“Using a sledgehammer to crack a nut” – an idiom that should echo in the minds of any video business that is looking to monitor their platform performance. A great solution to any problem requires the most appropriate tool.
Integrating with a video analytics service is the first step, but once you’re all set up, what is the best way to visualize this data in the most effective way? There are almost infinite answers to this question. Every situation and context requires a different approach in order to unlock the right insights into the user experience. This article will take you through the numerous options which we recommend using, what metrics and KPIs best suit each format and what to keep in mind when exploring your data.

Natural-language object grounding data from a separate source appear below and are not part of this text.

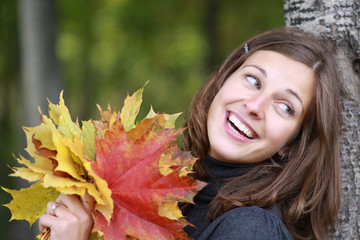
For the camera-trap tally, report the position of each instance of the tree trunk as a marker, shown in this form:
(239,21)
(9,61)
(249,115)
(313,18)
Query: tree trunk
(340,21)
(40,74)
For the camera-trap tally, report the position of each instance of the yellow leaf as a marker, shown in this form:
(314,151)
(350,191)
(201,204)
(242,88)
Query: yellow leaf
(26,173)
(170,210)
(169,118)
(29,203)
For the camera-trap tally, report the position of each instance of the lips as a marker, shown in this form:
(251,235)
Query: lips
(239,127)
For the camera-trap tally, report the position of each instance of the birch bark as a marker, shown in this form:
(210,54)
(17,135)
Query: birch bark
(340,21)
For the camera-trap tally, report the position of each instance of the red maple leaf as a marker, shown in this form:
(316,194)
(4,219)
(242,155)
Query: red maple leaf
(130,163)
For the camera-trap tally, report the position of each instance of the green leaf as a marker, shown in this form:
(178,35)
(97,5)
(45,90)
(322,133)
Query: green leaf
(30,203)
(131,109)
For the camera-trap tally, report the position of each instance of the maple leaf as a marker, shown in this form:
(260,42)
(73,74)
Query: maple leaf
(62,152)
(145,198)
(30,203)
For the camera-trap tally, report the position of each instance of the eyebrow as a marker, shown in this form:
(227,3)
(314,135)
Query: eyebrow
(290,91)
(258,68)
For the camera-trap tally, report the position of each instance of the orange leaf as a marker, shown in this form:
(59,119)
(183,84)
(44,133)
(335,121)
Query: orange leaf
(145,198)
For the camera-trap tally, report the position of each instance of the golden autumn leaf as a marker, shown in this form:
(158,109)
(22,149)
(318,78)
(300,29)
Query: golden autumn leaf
(30,203)
(134,171)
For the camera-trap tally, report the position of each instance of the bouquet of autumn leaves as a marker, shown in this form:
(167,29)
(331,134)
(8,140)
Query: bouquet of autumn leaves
(134,171)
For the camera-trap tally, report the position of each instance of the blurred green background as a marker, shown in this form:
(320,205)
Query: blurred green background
(106,48)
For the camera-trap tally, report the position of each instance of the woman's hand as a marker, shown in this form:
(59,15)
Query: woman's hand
(71,219)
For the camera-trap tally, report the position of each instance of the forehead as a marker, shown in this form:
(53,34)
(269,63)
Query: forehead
(281,72)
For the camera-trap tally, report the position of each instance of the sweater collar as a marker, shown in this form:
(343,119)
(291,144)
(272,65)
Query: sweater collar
(217,170)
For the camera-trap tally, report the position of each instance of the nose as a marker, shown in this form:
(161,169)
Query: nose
(256,105)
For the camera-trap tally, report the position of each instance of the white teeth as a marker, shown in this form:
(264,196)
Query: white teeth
(234,120)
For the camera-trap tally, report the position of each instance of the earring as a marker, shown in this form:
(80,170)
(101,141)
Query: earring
(246,48)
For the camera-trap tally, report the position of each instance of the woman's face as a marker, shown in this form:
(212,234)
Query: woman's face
(259,108)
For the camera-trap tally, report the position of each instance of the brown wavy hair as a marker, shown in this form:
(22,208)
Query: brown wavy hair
(306,186)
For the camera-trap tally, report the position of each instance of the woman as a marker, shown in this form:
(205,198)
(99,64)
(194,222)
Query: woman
(265,130)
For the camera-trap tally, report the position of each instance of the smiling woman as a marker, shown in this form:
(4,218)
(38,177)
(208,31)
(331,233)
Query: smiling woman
(265,130)
(259,108)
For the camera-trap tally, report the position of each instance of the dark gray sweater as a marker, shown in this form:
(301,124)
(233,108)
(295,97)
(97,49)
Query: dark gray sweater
(243,223)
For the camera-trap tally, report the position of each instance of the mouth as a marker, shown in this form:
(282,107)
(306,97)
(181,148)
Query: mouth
(240,128)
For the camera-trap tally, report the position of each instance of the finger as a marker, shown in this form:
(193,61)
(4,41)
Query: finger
(46,221)
(89,202)
(74,204)
(51,208)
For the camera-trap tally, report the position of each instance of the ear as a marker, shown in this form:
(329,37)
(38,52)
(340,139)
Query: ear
(282,151)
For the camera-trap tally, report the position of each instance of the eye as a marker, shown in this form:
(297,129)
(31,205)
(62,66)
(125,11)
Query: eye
(286,109)
(253,81)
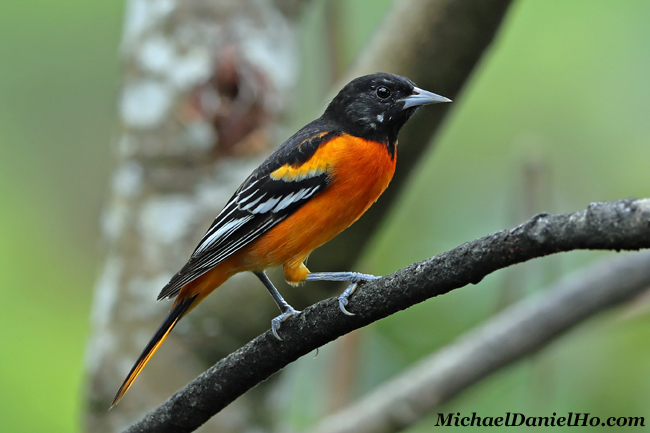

It’s a good question. Data is data, it’s pretty black and white. However, this doesn’t mean everyone would choose to portray data in the same way. Lisa Charlotte Rost investigated this exact question in 2016 by putting her data through 24 different data visualization tools and received interesting results…
The most apparent conclusion for Rost was that no two tools are the same. It entirely depends on your goals: “Programming knowledge shouldn’t be a prerequisite to feel home in the data journalism world,” she said. “And let’s face it: Code is still scary for lots of people. We need to work on both sides of the problem. Helping people get into code can make them feel included in the short-term. But we also should work on highly flexible, user-friendly apps which include even more people in the long-term—and in the best case, teach them data visualization rules on the fly.”
Put simply, to visualize your video streaming data correctly, you need to understand which graph, table or chart is going to best portray the trends that help you become data-informed.
A histogram is a type of graph that has wide applications. Histograms provide a visual interpretation of numerical data by indicating the number of data points that lie within a range of values. Basically, this type of graph is used to visualize data frequency using a selection of ranges along the x-axis and the KPI value on the y-axis.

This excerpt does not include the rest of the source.